Rob Hawkins, an analyst with Stifel Nicolaus in Baltimore, said other public hospital companies aren't likely to follow suit because they have issues that make them less attractive to private investors, including legal, regulatory and financial woes and untested management teams. "Of all the firms, HCA maybe had the least number of issues that it was dealing with," he said.

Hawkins said there is a lot of private equity money just waiting to be invested right now, and some of it could land in health care companies. "They've raised a ton of money in the last two years, record funds. There's a lot of money that has to go out and be used in the next few years," he said.

Still, the relationship between Wall Street and for-profit companies that deliver health care is a fragile one. In the 1990s, physician practice management firms were briefly Wall Street darlings, only to later implode. Even the leveraged-buyout strategy has no guarantee of success. While it worked the first time for HCA, RJR Nabisco's 1989 $31-billion buyout, the previous record buyout, largely has been viewed as a financial failure.
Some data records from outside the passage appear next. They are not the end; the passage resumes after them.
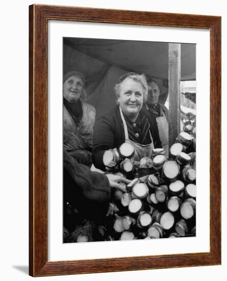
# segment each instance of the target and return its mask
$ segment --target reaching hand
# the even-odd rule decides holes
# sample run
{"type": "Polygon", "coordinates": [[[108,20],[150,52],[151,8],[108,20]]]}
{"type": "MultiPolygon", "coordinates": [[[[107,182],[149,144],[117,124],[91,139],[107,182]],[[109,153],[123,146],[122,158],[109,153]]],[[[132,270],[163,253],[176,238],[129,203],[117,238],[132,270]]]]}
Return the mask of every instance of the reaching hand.
{"type": "Polygon", "coordinates": [[[109,179],[111,188],[119,189],[124,192],[125,191],[125,189],[122,187],[120,183],[124,182],[128,184],[131,181],[122,176],[116,176],[112,174],[108,174],[106,175],[109,179]]]}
"The real question is that with hospital margins always relatively thin, if the margins get thinner, will Wall Street become dis-enamored of the hospital industry? That could happen. It could happen at any time. Margins are thin, it is an industry that is more highly regulated than almost any other, and it is more vulnerable to the vagaries of politics," said James Unland, president of the Health Capital Group, a health care consulting firm in Chicago that does valuation and risk analysis.

Also, the Securities and Exchange Commission is continuing to investigate alleged insider trading by some company executives and major shareholders, including Senate Majority Leader William Frist, MD (R., Tenn.), the brother of HCA's co-founder. They sold shares about a month before the stock dropped 9% in one day. That was the day the company warned that earnings might weaken because of trouble collecting from uninsured patients. All accused have denied insider trading charges -- Dr. William Frist, for one, says he sold his shares to avoid any appearance of conflict of interest -- and are cooperating with the investigation.

The list of problems facing the hospital industry is long. Paul Ginsburg, PhD, president of the Center for Studying Health System Change, said it includes a growing population of uninsured patients, the looming threat of lower reimbursements from government payers and increasing competition from physicians for facilities and service lines.

The flip side is that health care has a lot of future potential. It is one of the fastest-growing sectors in the economy, fueled largely by the aging baby boomers who may need more health care services as they enter their golden years.

"There is a fundamental belief, and it's driven by demographics, that health care will continue to grow," Moerschel said. "It's not cyclical, and some might say it's anti-cyclical. Some might argue that's attractive -- combined with the consolidation -- for investors."

Skolnick questions whether the aging population will in fact increase demand for health care services because technological and medical advances could streamline care. And Unland said that even if demand for care increases, hospitals could lose out to physician competitors on their bids to provide that care.

The future at HCA -- at least the immediate future -- may be more certain. Most observers agree that there likely won't be any big changes at the hospital chain any time soon, even if the deal is completed. "This is a company that is well-run and has a reputation of having good management. So it is more of a financial thing than an operating thing," Dr. Ginsburg said.

"I think the only reason a physician might sweat is that since the company is going to be more leveraged, is there more risk of instability? Say we have a recession next year. The company could find itself in financial trouble if things don't go well," he said.